Alap plays a very important role in the melodic improvisation of the Dagar-vani. This tradition has a very intricate and complex system of rhythmic improvisation, in conformity with the mood of melody and song-text. The whole process of alap in the Dagar tradition is like a meditation, immerging into the mood of the melody through extempore manifestation of creativity. In course of alap, endless myriad total patterns are created by the application of intonation and variable micro-tones. The emphasis is on developing each note with purity and clarity. To quote Ustad Zia Fariduddin Dagar:

“Alap entails the search to get the most perfect pitch of every note. It takes you into a sort of meditation in which you are lost in the waves of sound and forget everything. There remains only sound.”

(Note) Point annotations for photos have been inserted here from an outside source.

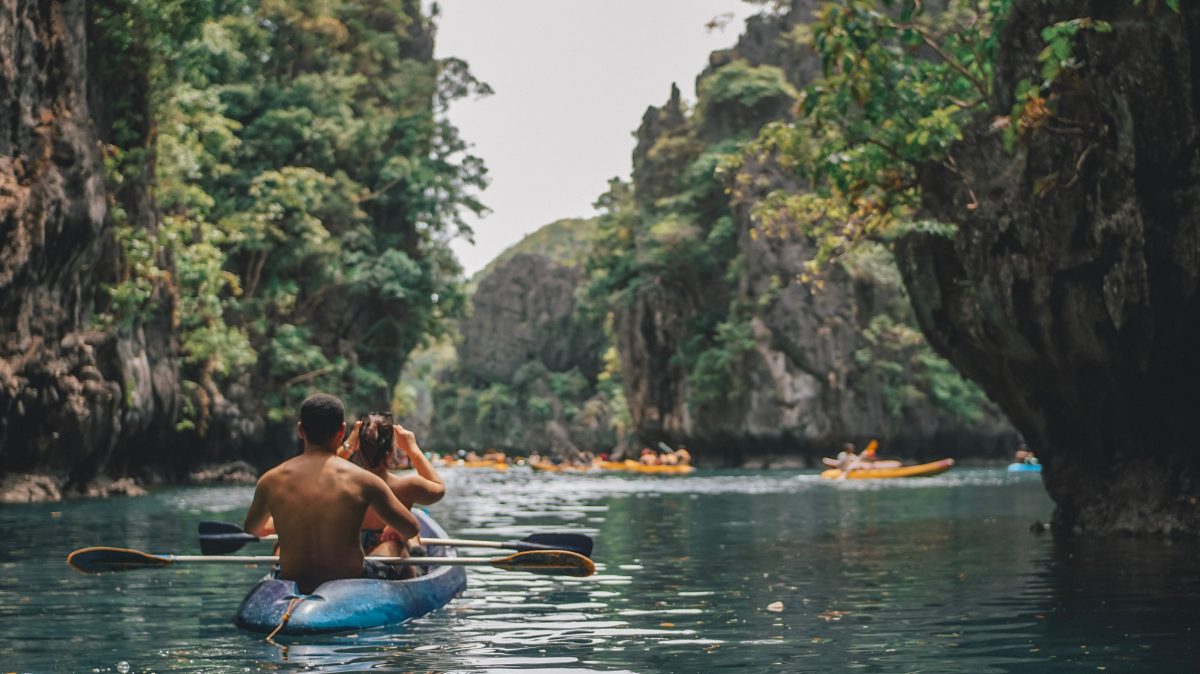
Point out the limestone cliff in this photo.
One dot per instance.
(75, 399)
(789, 367)
(1071, 290)
(529, 373)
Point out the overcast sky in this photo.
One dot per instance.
(573, 79)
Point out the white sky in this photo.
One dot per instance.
(573, 79)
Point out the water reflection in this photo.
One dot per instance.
(724, 571)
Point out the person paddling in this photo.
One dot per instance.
(371, 445)
(318, 501)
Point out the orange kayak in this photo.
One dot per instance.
(886, 463)
(461, 463)
(919, 470)
(630, 465)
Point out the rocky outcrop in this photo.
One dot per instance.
(527, 371)
(817, 368)
(1072, 290)
(75, 399)
(525, 311)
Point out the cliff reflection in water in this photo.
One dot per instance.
(937, 575)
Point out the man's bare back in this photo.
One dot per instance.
(318, 501)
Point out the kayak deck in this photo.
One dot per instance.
(919, 470)
(354, 603)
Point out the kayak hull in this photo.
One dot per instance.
(615, 467)
(477, 464)
(630, 465)
(1025, 468)
(919, 470)
(354, 603)
(885, 463)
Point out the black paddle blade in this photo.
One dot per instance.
(222, 537)
(552, 563)
(576, 543)
(99, 560)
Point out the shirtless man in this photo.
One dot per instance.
(318, 501)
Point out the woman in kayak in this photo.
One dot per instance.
(372, 445)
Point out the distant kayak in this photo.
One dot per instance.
(546, 467)
(833, 463)
(486, 464)
(628, 465)
(1025, 468)
(353, 603)
(921, 470)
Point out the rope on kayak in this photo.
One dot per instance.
(287, 615)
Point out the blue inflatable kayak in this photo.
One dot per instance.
(1025, 468)
(354, 603)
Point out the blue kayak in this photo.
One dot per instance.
(1025, 468)
(354, 603)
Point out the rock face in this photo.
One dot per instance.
(75, 399)
(525, 311)
(527, 371)
(1071, 290)
(813, 378)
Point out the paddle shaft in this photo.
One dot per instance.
(273, 559)
(557, 563)
(450, 542)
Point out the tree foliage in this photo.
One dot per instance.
(309, 185)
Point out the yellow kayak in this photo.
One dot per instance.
(491, 464)
(630, 465)
(546, 467)
(919, 470)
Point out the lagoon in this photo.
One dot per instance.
(719, 571)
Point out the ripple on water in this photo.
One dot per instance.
(933, 575)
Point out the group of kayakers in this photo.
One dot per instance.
(337, 500)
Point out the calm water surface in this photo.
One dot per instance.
(935, 575)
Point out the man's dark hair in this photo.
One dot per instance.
(321, 416)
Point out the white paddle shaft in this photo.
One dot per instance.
(451, 542)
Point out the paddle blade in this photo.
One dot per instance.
(222, 537)
(552, 563)
(100, 560)
(576, 543)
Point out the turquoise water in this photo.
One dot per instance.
(934, 575)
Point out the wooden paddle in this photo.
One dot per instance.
(221, 537)
(553, 563)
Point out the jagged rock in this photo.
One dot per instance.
(1072, 290)
(28, 488)
(233, 473)
(73, 399)
(105, 487)
(525, 311)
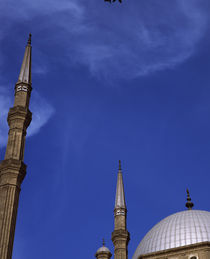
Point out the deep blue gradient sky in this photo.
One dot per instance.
(126, 81)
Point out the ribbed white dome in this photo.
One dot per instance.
(180, 229)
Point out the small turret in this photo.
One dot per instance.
(103, 252)
(189, 204)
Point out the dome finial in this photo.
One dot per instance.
(189, 204)
(120, 168)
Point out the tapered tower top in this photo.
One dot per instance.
(120, 195)
(25, 71)
(189, 204)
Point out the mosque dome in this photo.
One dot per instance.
(177, 230)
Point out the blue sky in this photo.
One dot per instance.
(115, 81)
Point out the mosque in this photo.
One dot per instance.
(183, 235)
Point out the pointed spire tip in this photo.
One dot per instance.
(120, 168)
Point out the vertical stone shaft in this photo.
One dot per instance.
(12, 168)
(120, 235)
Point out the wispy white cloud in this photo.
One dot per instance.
(118, 41)
(42, 112)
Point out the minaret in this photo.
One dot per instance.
(120, 235)
(12, 168)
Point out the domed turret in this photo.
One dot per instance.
(103, 252)
(188, 228)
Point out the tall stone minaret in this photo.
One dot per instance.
(120, 235)
(12, 168)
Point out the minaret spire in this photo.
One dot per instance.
(189, 204)
(120, 235)
(12, 168)
(120, 195)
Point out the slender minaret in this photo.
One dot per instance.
(120, 235)
(12, 168)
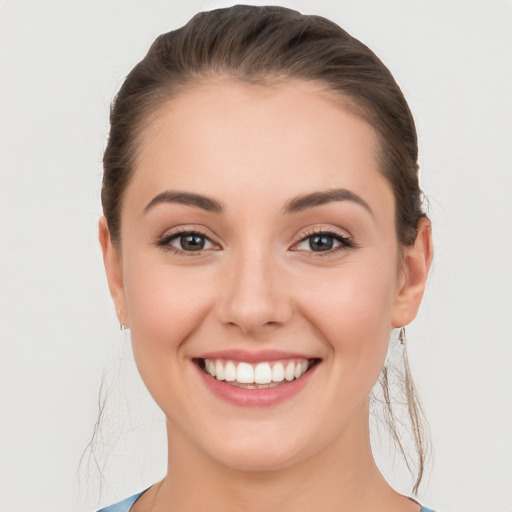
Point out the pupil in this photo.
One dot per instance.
(321, 243)
(192, 242)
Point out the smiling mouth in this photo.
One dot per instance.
(256, 376)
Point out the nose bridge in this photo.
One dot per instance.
(254, 297)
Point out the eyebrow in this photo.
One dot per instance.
(186, 198)
(306, 201)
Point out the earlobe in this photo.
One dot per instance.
(113, 270)
(417, 259)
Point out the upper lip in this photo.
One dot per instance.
(253, 357)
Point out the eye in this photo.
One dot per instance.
(186, 241)
(325, 241)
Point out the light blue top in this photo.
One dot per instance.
(126, 505)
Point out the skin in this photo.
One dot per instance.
(258, 285)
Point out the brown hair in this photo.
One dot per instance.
(263, 45)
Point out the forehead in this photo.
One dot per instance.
(282, 139)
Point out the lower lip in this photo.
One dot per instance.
(266, 397)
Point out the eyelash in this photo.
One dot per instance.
(344, 242)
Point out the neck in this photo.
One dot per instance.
(341, 477)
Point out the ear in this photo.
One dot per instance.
(415, 266)
(114, 271)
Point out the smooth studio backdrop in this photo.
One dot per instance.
(60, 64)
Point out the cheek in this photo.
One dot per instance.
(353, 314)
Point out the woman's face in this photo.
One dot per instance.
(258, 242)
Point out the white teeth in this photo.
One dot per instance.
(230, 372)
(245, 373)
(289, 373)
(219, 370)
(262, 373)
(278, 373)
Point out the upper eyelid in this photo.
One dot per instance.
(304, 234)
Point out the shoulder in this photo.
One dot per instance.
(123, 506)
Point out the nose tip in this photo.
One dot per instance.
(254, 299)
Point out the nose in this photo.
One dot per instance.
(254, 297)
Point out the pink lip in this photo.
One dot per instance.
(253, 357)
(244, 397)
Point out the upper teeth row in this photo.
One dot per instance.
(262, 373)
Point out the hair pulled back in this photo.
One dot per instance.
(266, 45)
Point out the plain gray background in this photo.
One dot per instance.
(61, 63)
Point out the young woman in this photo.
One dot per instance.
(263, 237)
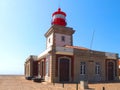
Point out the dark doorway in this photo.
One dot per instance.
(110, 71)
(64, 70)
(42, 69)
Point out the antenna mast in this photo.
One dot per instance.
(91, 44)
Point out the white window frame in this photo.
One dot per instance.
(82, 68)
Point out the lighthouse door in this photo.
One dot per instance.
(64, 69)
(110, 71)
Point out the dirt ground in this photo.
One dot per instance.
(14, 82)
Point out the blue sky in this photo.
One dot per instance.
(23, 24)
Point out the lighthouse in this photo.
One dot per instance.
(59, 18)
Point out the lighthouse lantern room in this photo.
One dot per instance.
(59, 18)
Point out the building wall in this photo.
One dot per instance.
(90, 58)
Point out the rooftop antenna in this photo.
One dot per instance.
(91, 44)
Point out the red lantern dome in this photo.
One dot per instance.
(59, 18)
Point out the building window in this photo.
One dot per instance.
(82, 68)
(49, 40)
(97, 68)
(63, 38)
(46, 68)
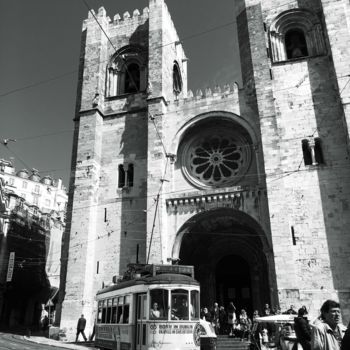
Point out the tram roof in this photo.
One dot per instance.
(166, 278)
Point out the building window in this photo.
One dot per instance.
(130, 175)
(177, 80)
(306, 152)
(125, 177)
(121, 176)
(296, 33)
(312, 151)
(132, 79)
(216, 155)
(318, 151)
(126, 72)
(295, 44)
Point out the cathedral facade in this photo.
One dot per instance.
(250, 184)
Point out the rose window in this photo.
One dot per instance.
(216, 158)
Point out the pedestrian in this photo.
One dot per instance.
(206, 315)
(328, 334)
(81, 327)
(302, 329)
(345, 344)
(215, 313)
(291, 311)
(245, 325)
(267, 310)
(231, 318)
(222, 320)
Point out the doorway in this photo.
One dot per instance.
(233, 283)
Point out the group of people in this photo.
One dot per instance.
(324, 333)
(226, 321)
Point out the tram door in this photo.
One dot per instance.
(141, 325)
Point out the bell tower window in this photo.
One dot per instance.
(132, 79)
(296, 34)
(295, 44)
(177, 81)
(126, 72)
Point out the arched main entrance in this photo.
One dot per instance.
(231, 256)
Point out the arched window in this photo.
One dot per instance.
(295, 44)
(296, 33)
(126, 72)
(306, 152)
(130, 177)
(132, 79)
(177, 80)
(121, 176)
(312, 151)
(318, 151)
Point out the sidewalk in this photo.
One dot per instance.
(59, 344)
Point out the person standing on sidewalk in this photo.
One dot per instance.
(328, 335)
(81, 327)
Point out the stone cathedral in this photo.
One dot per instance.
(249, 184)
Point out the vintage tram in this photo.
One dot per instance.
(152, 307)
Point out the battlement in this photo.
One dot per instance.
(126, 18)
(217, 92)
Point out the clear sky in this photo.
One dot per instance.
(40, 40)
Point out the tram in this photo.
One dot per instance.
(152, 307)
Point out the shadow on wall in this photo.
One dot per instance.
(333, 170)
(132, 186)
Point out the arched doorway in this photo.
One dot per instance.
(233, 282)
(231, 256)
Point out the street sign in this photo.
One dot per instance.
(10, 267)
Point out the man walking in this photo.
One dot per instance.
(81, 327)
(327, 335)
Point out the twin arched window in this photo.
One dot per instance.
(295, 34)
(126, 72)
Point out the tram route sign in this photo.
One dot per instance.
(10, 267)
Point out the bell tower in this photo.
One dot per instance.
(294, 80)
(130, 67)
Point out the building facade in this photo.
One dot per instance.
(32, 224)
(249, 184)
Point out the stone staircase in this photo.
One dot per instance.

Voice culture is an essential discipline of this tradition with the first course of practice starting pre-dawn and usually finishing before sunrise. Prescribed methods and courses are followed at different times of the day for efficient voice training. In the Dagar tradition, singing and playing both are practiced with equal importance, voice and the rudraveena (a lute instrument), complement each other. According to the principles of the Dagar tradition, voice is considered to be a sort of veena and is termed gatra-veena. Right intonation, application of micro-tones appropriated for the melodic mood is another significant feature of the Dagar-vani.


Jugalbandi is a musical experience in Indian classical music that features a pair of solo musicians playing music of the same genre. The word jugalbandi means literally “entwined twins”. Unlike a solo musical performance, this duet musical experience can be described as a process of exchanging energy between the participating musicians, which augments the artistic creation of two different persons for a common melody and mode. The encounter between two soloists in such an event becomes a magnificent musical experience for ardent connoisseurs, as they get to observe and listen to the musical dialogue between the musicians.

Duet musical experience in dhrupad tradition can be traced back to the 19th century. There were several duos, who shared their musical experiences through the ages and established themselves as accomplished duo performers with various combinations of instrumentalists and vocal musicians. Ustad Allahbande Khan and Ustad Zakiruddin Khan Dagar, Ustad Nasir Moinuddin Khan Dagar and Ustad Nasir Aminuddin Khan Dagar, Ustad Nasir Zahiruddin Khan Dagar and Ustad Nasir Faiyazuddin Khan Dagar are a few to mention among the popular vocal duos in the Dagar tradition. The duet musical experience of Ustad Zia Mohiuddin Dagar and Ustad Zia Fariduddin Dagar established an example of jugalbandi of the rudraveena (a lute instrument) and vocal rendition, which had been widely appreciated and cherished by the audience in India and abroad as a unique combination of a vocal and instrumental art.